なにをすれば、「シンプルに、社会的存在としての自分を捉え直し、自分を支える社会的諸条件が構造の中でどう位置づくのかを考えること」ができる?

  果たして、それができるようになることを、学生たち若者は求めるだろうか。自分と社会を切り離し、無関係であり続けることで、「間違いのない人生」は確かに送ることができ、社会的に「認められた」地位にもつけている。落ちこぼれたわけでも、社会のレールからはずれたわけでもない。どこにそんなメリットがあるだろうか。

 社会を構成する〔個人〕を、個人として認識し、わがごとに引き寄せ、共感し、その体験を追随することで得る知恵を得て、それで「自分が何者であるか」を知ることを、幸せなことだと感じることがなぜできるだろうか。

 「何者でもない」孤独に耐えられるだろうか。

 その虚空に浮かぶことができるだろうか。

 その渇望を、彼らは望むだろうか。

 彼らは怖がりはしないだろうか。

 

答えのない問いに

 なにやら救いようのない答えに向かってしまったように思えるが、やはりわたしたちは答えのない問いを問い続けることが好きなのだ
 正解や答えを「出す」ことが魅力的なのではなく、答えを出そうとするところ、そこに居る自分がおもしろいのだと感じる。

 「自分が何者であるか」。
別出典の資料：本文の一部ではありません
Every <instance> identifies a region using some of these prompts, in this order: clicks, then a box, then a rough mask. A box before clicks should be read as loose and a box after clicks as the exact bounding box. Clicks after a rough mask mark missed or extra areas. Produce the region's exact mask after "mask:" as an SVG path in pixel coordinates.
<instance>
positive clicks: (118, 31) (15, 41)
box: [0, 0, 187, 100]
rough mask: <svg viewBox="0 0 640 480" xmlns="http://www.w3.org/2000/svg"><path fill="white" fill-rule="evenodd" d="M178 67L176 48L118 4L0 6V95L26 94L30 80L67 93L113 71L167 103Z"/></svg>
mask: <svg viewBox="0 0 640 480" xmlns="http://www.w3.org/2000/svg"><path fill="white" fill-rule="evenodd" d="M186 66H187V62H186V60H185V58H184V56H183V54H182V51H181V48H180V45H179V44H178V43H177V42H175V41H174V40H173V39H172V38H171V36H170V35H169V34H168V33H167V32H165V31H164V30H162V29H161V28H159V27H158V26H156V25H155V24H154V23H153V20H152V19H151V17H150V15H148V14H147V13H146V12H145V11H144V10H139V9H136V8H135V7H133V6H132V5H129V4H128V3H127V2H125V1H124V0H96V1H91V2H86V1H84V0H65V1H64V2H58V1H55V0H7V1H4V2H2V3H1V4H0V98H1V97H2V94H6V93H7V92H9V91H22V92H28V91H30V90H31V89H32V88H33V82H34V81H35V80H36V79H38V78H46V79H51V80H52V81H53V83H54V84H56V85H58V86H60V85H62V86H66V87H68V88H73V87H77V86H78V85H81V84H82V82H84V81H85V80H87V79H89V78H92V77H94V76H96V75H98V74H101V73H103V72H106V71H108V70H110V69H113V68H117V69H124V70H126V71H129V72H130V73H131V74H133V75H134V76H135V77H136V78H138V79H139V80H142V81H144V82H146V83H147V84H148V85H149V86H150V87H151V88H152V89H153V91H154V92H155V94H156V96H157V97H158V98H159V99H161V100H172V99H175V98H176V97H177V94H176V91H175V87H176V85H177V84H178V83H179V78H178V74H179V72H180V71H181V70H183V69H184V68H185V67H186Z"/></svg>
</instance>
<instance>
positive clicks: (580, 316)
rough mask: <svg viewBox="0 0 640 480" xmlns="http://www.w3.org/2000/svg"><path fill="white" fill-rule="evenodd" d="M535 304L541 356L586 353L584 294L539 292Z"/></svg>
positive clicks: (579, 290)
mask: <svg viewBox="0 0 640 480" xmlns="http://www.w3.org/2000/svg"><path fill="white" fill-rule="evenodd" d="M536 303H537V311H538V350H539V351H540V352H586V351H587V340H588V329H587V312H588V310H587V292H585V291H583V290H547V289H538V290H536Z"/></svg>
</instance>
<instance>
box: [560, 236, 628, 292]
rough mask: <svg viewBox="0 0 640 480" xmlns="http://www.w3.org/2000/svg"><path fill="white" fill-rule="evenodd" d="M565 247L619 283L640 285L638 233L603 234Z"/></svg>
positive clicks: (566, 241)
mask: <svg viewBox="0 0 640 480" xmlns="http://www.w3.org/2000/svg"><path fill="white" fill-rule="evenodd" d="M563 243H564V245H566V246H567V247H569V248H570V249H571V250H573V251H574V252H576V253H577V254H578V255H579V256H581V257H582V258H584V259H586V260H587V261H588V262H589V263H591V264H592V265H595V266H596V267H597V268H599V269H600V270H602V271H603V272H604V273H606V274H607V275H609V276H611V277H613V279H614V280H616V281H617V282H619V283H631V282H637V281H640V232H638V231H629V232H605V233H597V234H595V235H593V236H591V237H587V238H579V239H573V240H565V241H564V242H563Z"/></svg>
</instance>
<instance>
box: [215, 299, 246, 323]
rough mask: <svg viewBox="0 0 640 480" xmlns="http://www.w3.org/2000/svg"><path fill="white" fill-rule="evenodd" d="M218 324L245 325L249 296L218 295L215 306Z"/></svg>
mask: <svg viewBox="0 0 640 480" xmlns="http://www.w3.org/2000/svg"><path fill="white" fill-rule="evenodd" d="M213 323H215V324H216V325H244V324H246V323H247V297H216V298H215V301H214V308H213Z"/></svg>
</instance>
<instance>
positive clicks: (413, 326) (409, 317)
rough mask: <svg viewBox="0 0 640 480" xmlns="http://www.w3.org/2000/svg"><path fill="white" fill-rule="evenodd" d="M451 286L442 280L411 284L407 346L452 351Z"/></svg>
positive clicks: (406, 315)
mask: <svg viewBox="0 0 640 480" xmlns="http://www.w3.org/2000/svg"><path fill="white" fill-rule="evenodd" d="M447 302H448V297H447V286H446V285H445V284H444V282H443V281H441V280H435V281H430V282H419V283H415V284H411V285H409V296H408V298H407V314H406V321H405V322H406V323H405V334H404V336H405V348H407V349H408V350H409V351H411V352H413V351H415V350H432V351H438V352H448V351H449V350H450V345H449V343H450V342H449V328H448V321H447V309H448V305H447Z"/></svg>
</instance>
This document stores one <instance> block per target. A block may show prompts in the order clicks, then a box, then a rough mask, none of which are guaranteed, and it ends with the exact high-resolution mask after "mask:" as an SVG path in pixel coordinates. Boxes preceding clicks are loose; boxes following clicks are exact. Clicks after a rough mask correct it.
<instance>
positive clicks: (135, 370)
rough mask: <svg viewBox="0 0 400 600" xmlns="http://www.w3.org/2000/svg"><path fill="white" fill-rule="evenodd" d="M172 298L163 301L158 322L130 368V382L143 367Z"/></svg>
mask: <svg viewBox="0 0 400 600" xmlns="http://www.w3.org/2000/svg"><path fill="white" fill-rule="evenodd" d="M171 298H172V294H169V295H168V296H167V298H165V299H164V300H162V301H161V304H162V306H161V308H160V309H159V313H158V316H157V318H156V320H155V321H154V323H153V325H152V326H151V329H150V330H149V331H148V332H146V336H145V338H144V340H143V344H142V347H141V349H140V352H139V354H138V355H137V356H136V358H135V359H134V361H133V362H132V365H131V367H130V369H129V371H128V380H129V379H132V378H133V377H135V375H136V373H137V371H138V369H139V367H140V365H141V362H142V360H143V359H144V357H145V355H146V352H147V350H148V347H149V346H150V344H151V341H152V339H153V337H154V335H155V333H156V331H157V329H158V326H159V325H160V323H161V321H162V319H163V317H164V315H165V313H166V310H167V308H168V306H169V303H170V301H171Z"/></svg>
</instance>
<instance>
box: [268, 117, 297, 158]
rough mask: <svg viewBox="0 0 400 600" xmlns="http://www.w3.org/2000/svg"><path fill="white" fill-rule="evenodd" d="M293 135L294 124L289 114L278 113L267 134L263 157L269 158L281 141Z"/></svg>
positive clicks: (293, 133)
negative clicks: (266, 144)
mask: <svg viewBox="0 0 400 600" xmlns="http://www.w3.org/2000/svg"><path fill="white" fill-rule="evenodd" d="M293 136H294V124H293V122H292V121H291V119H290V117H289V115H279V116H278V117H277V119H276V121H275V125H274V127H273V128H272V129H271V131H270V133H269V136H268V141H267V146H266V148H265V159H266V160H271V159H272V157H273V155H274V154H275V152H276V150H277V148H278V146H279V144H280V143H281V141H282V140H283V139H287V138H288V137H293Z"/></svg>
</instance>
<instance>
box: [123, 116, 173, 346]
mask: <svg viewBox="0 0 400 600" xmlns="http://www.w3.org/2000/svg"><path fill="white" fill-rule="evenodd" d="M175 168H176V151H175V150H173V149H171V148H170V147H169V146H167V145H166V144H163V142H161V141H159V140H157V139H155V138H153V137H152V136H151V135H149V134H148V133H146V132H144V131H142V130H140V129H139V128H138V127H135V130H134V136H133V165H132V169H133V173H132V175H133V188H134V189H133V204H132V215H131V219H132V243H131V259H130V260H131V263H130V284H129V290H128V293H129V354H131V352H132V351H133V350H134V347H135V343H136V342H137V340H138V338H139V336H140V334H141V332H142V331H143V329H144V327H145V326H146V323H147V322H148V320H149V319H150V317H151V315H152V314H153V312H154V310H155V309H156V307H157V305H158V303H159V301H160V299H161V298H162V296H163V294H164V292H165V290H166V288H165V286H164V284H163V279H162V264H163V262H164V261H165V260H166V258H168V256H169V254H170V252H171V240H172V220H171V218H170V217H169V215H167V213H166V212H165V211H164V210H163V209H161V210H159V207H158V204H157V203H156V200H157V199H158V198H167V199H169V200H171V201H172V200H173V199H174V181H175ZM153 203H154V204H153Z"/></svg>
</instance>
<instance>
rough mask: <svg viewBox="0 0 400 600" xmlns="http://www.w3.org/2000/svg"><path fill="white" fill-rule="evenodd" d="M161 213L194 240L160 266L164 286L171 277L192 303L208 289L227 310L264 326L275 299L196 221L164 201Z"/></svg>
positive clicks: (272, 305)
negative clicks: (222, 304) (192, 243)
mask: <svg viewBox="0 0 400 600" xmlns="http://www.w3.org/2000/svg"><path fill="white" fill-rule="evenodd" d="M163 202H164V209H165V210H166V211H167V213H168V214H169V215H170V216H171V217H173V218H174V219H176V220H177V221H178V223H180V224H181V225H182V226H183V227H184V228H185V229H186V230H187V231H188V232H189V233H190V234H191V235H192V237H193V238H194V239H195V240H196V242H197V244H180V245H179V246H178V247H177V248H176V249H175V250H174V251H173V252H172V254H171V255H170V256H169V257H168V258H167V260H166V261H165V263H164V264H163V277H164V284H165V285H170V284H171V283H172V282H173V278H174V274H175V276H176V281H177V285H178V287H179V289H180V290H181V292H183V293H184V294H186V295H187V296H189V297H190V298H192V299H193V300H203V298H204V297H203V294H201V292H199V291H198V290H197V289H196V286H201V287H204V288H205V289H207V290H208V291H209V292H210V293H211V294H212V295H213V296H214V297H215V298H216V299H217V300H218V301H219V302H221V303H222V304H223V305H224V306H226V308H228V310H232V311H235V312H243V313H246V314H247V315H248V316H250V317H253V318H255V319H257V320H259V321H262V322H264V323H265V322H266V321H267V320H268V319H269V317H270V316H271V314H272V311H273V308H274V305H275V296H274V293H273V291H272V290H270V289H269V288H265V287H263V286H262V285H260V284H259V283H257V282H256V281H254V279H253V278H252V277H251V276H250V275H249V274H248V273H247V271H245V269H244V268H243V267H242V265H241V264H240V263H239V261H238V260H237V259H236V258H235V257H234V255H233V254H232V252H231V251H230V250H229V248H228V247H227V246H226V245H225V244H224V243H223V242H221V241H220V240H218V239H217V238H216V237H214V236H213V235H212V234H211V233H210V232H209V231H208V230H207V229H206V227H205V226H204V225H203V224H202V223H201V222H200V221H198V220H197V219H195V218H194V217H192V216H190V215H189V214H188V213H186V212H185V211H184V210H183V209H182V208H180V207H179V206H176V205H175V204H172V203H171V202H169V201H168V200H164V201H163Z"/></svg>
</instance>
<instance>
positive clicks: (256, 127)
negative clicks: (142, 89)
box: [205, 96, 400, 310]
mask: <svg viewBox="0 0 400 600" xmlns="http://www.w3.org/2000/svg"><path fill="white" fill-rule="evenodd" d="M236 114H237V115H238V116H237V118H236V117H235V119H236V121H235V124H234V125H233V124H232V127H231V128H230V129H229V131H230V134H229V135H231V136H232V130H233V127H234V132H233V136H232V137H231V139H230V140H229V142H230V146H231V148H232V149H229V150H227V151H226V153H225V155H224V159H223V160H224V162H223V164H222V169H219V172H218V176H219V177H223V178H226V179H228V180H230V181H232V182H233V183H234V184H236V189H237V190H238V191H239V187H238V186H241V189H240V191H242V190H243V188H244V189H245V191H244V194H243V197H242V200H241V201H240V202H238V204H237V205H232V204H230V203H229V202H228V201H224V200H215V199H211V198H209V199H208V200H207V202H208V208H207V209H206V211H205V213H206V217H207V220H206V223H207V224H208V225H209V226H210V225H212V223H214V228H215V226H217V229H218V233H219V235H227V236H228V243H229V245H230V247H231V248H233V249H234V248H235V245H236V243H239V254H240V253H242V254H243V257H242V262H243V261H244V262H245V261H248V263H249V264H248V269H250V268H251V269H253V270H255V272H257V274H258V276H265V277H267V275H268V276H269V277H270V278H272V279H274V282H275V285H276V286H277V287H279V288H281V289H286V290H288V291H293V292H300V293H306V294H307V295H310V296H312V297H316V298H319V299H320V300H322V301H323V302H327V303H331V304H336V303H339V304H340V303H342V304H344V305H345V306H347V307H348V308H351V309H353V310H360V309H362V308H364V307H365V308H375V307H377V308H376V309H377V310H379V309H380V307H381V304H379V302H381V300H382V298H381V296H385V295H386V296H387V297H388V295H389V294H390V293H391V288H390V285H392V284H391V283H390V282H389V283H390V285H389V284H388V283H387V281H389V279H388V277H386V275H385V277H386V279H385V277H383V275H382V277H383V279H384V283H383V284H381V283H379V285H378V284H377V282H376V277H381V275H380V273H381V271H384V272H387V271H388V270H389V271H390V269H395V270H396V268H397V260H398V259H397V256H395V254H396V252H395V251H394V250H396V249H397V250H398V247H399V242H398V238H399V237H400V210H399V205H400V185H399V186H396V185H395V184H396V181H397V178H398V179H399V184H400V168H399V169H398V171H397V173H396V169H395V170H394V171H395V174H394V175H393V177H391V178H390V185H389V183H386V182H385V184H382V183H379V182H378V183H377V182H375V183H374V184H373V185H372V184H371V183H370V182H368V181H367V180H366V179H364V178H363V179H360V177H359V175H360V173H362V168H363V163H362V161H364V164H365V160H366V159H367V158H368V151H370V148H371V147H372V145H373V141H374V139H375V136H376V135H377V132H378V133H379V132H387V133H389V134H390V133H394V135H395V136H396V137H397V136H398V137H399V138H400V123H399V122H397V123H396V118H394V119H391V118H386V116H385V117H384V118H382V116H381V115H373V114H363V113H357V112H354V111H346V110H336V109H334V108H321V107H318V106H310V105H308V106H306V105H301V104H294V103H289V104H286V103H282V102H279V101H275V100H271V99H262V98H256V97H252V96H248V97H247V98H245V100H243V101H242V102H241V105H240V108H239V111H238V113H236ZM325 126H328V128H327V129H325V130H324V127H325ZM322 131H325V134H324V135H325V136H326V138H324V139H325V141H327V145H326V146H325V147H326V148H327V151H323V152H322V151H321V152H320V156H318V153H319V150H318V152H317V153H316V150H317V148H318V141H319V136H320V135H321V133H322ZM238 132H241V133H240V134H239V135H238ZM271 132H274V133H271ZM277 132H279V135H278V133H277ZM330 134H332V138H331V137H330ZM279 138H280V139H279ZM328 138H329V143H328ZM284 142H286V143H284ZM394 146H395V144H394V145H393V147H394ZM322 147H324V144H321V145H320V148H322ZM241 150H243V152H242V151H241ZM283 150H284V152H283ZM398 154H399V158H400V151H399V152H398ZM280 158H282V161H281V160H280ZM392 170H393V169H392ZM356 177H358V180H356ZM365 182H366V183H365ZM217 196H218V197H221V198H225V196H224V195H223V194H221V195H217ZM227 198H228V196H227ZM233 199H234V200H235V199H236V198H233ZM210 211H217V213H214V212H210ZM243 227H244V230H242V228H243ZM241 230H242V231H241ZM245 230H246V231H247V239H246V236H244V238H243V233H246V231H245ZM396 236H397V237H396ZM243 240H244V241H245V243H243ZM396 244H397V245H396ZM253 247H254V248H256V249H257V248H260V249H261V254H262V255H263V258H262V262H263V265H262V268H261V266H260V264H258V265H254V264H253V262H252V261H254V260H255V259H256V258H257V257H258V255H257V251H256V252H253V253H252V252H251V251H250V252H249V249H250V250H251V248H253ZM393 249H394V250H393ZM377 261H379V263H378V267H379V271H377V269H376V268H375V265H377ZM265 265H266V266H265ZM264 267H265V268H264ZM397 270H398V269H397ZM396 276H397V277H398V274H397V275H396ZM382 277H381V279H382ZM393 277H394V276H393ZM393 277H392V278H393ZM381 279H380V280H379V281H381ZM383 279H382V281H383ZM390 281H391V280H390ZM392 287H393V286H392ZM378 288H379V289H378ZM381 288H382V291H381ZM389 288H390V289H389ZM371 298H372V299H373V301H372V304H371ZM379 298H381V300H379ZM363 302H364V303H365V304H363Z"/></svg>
そんな答えはいつまでたってもみつからず、ただこうして答えのない疑問を問い続けるたびに、自分の在り方・在り様が浮き彫りになってくる。それはいつでも再確認である心地がする。今ある自分をつくりあげてきたものが、愛おしく、どれが間違いでも正解でもなく、ただあるがままの今に在るといった感覚を覚える一瞬がいつも好きだなと思う。

 なぜ、そうなったのだろう。

 それはわたしたちのホームスクール暮らしが、常識的な社会とはかけ離れていたからなんだろう。確かに、わたしたちは駆け離れてきた。でも、やはり社会の一部であるとも常に自覚してきた。社会を創る「人」のひとりであることも。わたしたちは忘れられた何者かではなく、わたしたちの存在はやはり社会なのだということも。どれも「わたしたち」だ。それでいいと思った。


最後に

 ラストタイトル「答えのない問いに」の内容は、わたしの想いをまとめた。それより前のタイトルの内容は、20歳長女の見解を、私が文章にしてみたもので、長女からは「合格点」をいただいたことを報告しておく。